Holder: 'Proud to Be an Activist'
A shocking admission -- and job description -- from the attorney general that sent a chill down my spine when I first read it.
Holder was interviewed by Juan Williams for The Hill and had this to say about how he views himself and his job:
Holder remains indifferent to conservative protests that he is an ‘activist’ looking for trouble by digging into what he calls “policies [with] disproportionate impact on communities of color.”
“If you want to call me an activist attorney general, I will proudly accept that label,” he said. “Any attorney general who is not an activist is not doing his or her job.
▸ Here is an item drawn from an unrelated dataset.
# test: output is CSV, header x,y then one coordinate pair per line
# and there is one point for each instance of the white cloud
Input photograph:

The responsibility of the attorney general is to change things [and] bring us closer to the ideals expressed in our founding documents.”
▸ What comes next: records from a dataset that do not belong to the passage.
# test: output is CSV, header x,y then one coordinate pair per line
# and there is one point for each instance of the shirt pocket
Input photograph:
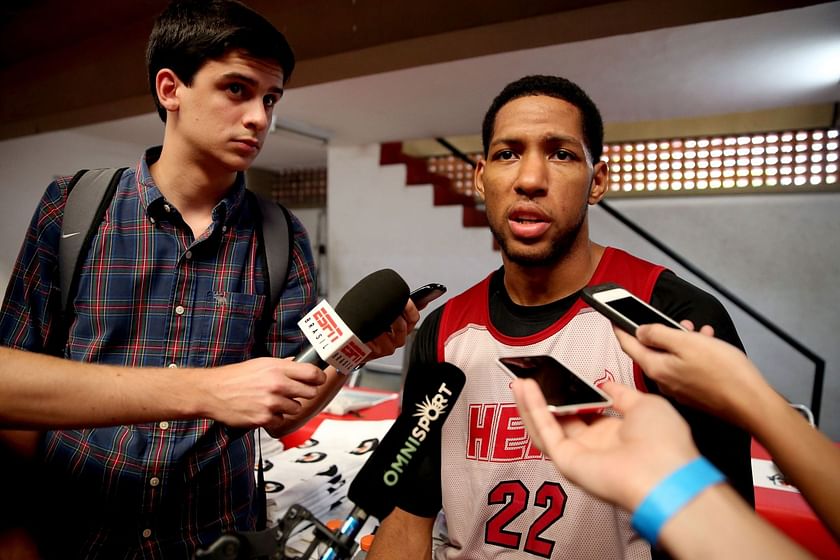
x,y
228,326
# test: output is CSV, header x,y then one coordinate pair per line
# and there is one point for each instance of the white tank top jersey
x,y
502,498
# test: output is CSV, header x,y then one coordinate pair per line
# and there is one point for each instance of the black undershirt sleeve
x,y
725,445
Later, he defiantly added that critics who say his department includes an “activist civil rights division and this is an activist attorney general — I’d say I agree with you 1000 percent and [I am] proud of it.”
Holder famously stirred white conservative anger when he said America is a “nation of cowards,” for its reluctance to engage in serious conversations about racial disparities. In a recent speech at historically black Morgan State University, he reiterated that position.
Disparate racial outcomes “are not only shameful and unacceptable – they impede our ability to see that justice is done,” Holder said. “And they perpetuate cycles of poverty, crime and incarceration that trap individuals, destroy communities and decimate minority neighborhoods.”
Holder’s bitter divide with conservatives about racial issues has its roots in the city in which we conducted our interview. In the 2008 election, the presence of two members of the New Black Panther Party at a polling station in Philadelphia led Republican prosecutors to bring charges of voter intimidation.
House Republicans claimed Holder’s Justice Department treated the case lightly and used a double standard, going easy on blacks when whites charged with the same crime would have faced harsh prosecution.
This is wrong on so many levels as to be beyond belief. The job of an attorney general is not to be an activist, but to be the chief law enforcement officer of the U.S. Putting an activist in that job is like throwing a match into a gasoline dump. The possibility of abuses of power is astounding and this is exactly what we've seen in Holder's Justice Department over the years.
Further, it is not the "responsibility of the attorney general... to change things [and] bring us closer to the ideals expressed in our founding documents.” Being ignorant of one's constitutional responsibilities is one thing. Making up an alternate job description is quite another. The AG does not pass legislation, nor does he decide what is constitutional and what isn't. Holder is confusing himself with both Congress and the Supreme Court.
Finally, basing public policy on "outcomes" of any kind -- disparate or not -- violates the spirit of the Constitution and sound public policy. Racism there still is in America -- few would deny that. But to base policy decisions on outcomes that may be due to factors other than racisim -- cultural differences, geographical issues -- is wrongheaded and imprudent.
Holder's words remind us: Be afraid. Be very afraid.